The select transistor S is turned on by a bias supplied by a row select line SEL. The source follow transistor F is coupled to the junction transistor 1 by the select transistor S. Therefore, if the select transistor S is turned on, the junction transistor 1 and the source follow transistor F are electrically connected to each other.

Reset Operation

A reset operation is an operation for eliminating all of the electrons collected in the photo diode 40 by photoelectric conversion. In order to eliminate all of the electrons collected in the photo diode 40, a voltage greater than or equal to, for example, a first voltage, may be applied to the substrate 10. Then, the electrons collected in the photo diode 40 may escape to the substrate 10. In addition, a second voltage different from the first voltage may be applied to the source region 50 and the drain region 60. If the second is applied to the source region 50 and the drain region, the electrons may escape to the source region 50 and the drain region 60 via the channel region 70.

Sensing Operation

A sensing operation is an operation for sensing an amount of the light incident to the unit pixel. If the source follow transistor F and the junction transistor 1 are operated in a saturation region, they are controlled only by a voltage between a gate and a source. Meanwhile, as described above, the threshold voltage of the junction transistor 1 varies according to the quantity of the electrons collected in the photo diode 40.

An output voltage Vout proportional to the voltage Vs1 applied to the gate of the junction transistor 1 is output from the source of the source follow transistor F connected to the drain region of the junction transistor 1. Therefore, a change in the output voltage Vout output according to the voltage Vs1 applied to the gate of the junction transistor 1 is sensed, thereby sensing the quantity of the electrons collected in the photo diode 40, that is, the amount of the light incident into unit pixel.

The photo diode 40 of the junction transistor 1 performing functions of photoelectric conversion and sensing includes a first photo diode 42 and a second photo diode 44. With the configurations of the photo diode 40, full well capacity of the photo diode 40, meaning electron storage capacity, can be increased.

As the image sensor becomes gradually small-sized, the size of the photo diode included therein is gradually reduced. Therefore, unlike in the present embodiment, if the photo diode 40 includes only the first photo diode 42 or the second photo diode 44, the quantity of electrons to be stored in the photo diode may be reduced according if the photo diode is reduced in size to a small-sized photo diode. However, in the present embodiment, the photo diode 40 includes the first photo diode 42 and the second photo diode 44 having different configurations, the electron storage capacity of the photo diode 40 can be improved. In addition, since the photoelectric conversion and sensing performance of the junction transistor 1 are simultaneously improved, the performance of the image sensor can be ultimately improved.
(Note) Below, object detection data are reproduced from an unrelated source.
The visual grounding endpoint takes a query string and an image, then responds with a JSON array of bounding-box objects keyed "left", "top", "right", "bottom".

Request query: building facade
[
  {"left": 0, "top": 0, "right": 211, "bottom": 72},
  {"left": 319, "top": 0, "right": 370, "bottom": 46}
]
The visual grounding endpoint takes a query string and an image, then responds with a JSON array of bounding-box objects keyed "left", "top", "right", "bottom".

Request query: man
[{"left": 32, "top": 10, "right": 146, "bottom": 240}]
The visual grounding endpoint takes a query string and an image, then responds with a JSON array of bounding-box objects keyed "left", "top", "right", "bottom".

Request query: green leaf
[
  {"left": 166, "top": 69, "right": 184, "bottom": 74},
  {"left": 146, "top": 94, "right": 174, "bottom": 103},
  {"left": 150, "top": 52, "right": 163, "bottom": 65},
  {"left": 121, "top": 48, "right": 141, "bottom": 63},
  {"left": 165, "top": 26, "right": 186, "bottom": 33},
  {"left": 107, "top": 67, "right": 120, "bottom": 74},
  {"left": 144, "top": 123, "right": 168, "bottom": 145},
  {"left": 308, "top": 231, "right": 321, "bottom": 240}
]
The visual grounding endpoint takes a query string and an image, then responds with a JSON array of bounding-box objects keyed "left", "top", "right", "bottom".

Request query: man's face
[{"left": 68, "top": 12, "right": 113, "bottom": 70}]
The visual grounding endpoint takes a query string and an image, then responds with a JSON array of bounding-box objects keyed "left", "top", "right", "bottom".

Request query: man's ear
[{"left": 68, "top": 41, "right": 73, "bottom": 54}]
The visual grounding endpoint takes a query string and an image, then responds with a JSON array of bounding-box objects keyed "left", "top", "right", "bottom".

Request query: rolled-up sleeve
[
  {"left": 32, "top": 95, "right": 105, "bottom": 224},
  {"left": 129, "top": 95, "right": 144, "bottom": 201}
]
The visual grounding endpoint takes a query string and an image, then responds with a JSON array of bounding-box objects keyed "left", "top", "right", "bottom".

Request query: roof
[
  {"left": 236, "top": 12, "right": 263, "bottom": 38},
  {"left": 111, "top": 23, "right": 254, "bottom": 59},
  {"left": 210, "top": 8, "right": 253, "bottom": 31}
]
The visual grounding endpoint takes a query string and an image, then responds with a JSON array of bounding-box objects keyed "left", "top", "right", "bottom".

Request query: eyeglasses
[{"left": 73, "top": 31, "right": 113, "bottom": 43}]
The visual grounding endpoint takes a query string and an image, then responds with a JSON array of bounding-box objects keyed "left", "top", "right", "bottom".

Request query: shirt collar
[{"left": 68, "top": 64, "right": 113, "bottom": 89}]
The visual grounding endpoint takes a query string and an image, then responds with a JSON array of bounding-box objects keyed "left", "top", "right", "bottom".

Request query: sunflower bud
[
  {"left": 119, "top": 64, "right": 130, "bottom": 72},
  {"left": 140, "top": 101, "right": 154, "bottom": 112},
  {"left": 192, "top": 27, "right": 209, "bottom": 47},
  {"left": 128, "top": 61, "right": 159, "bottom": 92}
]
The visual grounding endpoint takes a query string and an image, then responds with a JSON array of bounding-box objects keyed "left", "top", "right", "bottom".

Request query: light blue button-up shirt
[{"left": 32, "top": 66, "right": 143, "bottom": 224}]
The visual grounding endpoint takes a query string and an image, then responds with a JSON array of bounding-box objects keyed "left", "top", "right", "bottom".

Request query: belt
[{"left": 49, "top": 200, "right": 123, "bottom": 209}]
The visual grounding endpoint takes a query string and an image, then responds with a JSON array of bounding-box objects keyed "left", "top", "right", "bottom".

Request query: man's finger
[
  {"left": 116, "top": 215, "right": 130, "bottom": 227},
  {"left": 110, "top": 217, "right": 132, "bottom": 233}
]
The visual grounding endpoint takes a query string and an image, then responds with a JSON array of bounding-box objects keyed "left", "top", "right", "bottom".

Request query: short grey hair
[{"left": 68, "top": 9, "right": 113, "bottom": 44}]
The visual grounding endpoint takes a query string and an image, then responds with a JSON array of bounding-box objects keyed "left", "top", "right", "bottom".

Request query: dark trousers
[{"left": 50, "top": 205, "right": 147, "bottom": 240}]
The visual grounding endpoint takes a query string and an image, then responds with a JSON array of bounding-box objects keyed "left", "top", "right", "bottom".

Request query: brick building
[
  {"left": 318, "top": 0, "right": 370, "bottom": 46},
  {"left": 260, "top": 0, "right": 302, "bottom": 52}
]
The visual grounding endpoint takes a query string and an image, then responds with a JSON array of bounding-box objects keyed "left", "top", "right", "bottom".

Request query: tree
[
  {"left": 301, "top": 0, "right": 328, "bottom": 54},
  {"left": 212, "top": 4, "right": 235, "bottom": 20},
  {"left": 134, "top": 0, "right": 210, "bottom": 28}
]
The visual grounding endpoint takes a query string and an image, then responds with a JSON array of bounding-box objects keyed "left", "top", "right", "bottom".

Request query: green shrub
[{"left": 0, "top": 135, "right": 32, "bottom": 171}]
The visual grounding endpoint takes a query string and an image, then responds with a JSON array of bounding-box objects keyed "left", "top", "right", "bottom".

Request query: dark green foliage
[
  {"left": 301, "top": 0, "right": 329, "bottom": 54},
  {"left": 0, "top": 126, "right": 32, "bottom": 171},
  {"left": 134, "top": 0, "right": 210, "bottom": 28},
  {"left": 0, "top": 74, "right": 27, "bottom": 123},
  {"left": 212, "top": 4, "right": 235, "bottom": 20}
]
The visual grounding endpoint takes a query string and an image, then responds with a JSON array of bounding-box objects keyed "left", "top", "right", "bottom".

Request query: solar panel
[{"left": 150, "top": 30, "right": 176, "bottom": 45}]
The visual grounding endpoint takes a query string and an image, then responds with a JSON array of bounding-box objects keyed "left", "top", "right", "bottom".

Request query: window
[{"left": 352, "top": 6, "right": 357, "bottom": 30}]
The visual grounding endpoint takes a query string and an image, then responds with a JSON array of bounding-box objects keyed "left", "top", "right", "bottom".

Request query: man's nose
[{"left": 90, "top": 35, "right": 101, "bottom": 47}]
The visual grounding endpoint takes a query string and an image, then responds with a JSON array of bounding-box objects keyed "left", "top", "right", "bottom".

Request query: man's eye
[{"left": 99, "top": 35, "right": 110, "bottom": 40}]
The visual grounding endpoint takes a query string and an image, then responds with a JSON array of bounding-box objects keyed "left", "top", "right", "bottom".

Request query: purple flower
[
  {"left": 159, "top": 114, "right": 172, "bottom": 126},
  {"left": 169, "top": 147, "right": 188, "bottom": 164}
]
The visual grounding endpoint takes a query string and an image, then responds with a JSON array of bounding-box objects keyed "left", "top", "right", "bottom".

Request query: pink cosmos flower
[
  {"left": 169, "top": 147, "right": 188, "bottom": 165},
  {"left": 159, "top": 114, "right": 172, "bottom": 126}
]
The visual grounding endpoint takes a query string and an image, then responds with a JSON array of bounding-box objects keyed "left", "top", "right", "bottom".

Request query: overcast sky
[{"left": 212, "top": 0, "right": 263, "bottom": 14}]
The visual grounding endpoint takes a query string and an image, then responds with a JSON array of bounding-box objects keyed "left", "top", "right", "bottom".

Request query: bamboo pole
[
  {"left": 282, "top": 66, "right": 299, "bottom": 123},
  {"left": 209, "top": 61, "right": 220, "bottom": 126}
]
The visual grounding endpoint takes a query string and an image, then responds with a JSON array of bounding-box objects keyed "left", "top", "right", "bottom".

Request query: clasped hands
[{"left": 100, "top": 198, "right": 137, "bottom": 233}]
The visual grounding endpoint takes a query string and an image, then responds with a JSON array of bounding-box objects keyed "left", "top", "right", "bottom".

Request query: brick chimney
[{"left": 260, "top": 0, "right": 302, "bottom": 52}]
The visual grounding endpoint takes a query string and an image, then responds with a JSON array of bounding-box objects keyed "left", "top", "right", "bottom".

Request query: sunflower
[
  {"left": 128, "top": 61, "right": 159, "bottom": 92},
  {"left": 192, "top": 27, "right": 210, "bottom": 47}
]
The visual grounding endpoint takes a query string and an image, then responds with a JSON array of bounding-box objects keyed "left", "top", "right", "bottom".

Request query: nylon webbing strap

FIG. 5 is a plan view of an image sensor according to another example embodiment and FIG. 6 is a cross-sectional view of the image sensor shown in FIG. 5, taken along the line B-B′.

FIGS. 5 and 6 also illustrate unit pixels of an image sensor. Details, which are the same as those of the previous embodiment, will be omitted and the following description will focus on differences between the present example embodiment and example embodiment of FIGS. 1 and 2.

Referring to FIGS. 5 and 6, a junction transistor 2 of the image sensor according to the present example embodiment may further include a body region 25, a connection region 27, and a pad region 29.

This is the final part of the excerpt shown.